As for Asia's previously considered 'decoupling' coming to the aid of the West, Chinese and Indian recent experience highlights the critical importance of inter-dependent globalised capital markets as the life-blood of global trade and the propensity of aware and reactive Eastern consumers to retract their own previously optimistic economic behavior to protect themselves. The workings behind the theory of marginal utility has never been so apparent.

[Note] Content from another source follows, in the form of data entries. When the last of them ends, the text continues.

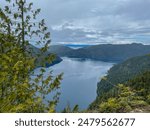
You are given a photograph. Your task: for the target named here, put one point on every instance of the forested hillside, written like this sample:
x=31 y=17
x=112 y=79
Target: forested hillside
x=126 y=89
x=103 y=52
x=18 y=91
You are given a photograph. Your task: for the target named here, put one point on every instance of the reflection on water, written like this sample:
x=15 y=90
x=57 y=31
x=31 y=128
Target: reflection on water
x=79 y=82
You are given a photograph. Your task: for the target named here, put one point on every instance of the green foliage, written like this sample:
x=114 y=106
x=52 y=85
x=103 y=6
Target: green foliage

The rapid shrinkage of export demand has set BRIC national governments into action with economic stimulus packages to help off-set growth deflation, but equally and importantly, the relatively new consumer markets within China and India are built upon very very rational social cultures which less than 2 generations ago were largely subsistence-based and family-support-centric. This means that the majority of new consumers that have helped create the economic miracles psychologically are ultimately 'defensive' economic players. Hence the effective exodus from House, Stocks and Vehicle purchases. The boom-bust of housing and stocks burnt many late-comer fingers, now weary to quickly return, and the previous good deals available in the auto-sector thanks to market saturation have dissipated and those that are available can be viewed but ignored when as the employment concerns of industrial re-structuring becomes an increasing concern to the populous.

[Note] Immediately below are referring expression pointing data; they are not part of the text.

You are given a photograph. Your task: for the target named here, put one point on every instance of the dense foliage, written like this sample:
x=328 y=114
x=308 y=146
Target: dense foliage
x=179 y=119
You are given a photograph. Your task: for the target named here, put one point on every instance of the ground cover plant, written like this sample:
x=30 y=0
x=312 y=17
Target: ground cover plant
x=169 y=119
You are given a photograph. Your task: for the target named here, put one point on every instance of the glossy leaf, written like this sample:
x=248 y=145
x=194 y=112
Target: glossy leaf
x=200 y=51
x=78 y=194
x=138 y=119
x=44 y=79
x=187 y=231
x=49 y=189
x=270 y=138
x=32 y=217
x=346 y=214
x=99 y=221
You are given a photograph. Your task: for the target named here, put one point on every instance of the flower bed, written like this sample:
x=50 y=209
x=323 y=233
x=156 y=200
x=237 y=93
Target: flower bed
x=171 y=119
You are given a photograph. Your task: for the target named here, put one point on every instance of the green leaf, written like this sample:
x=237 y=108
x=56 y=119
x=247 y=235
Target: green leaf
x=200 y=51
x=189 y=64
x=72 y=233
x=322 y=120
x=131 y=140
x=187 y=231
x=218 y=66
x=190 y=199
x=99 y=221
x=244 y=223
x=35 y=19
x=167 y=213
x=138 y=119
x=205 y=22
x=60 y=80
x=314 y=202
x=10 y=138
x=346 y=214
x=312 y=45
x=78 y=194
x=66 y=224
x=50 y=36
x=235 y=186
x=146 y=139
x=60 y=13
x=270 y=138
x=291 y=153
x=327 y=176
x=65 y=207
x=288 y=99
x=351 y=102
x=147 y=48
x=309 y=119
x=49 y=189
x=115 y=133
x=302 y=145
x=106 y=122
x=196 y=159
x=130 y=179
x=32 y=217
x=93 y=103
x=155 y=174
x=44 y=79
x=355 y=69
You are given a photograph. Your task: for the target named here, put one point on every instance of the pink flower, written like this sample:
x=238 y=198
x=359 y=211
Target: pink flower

The outcome for both West and East has been a level of government intervention beyond historic precedence - the US' $700+bn & China's $586bn to respectively re-inflate and maintain buoyancy of the world's largest economies. Both infrastructure and industry-progressive based initiatives inspired by the Keynesian-esque turnarounds of the past. This notionally agreed mutually supportive, dualistic, 'pincer' approach of the US and China reflects the newly emerged term 'Global Deal'; as coined by the likes of Lord Stern and Sir Howard Davies of the LSE. This very phrase broadens the very realm and definitions of nationally 'paralleled' global economic activity, far beyond historic norms; and is evidently witnessed by the need for the world's central banks to react to the financial crisis in the co-operative, mutually assured, almost unified manner. Hence the words 'Global Deal', whether used euphemistically or as the ideology behind new structural economic thinking, reflects the global economic reality of today.
So, given the massive scale of the global financial melt-down and the need to re-construct an improved framework for global capital markets to serve the global good of international free-trade, the task for economists, politicians and industrialists alike in 2009 is to consider and re-consider the very tenants that make-up a revived and improved capitalist model. Moving beyond to take the best of 'old-world' Anglo-American capitalism and adding new PESTEL dimensions that reflect the needs of today's and tomorrow's individuals, societies and commercial constructs.
To evolve a form of philosophically sound and socially accepted global capitalism which can critically delivers a sustainable prosperity for the remaining majority of the 21st century and beyond.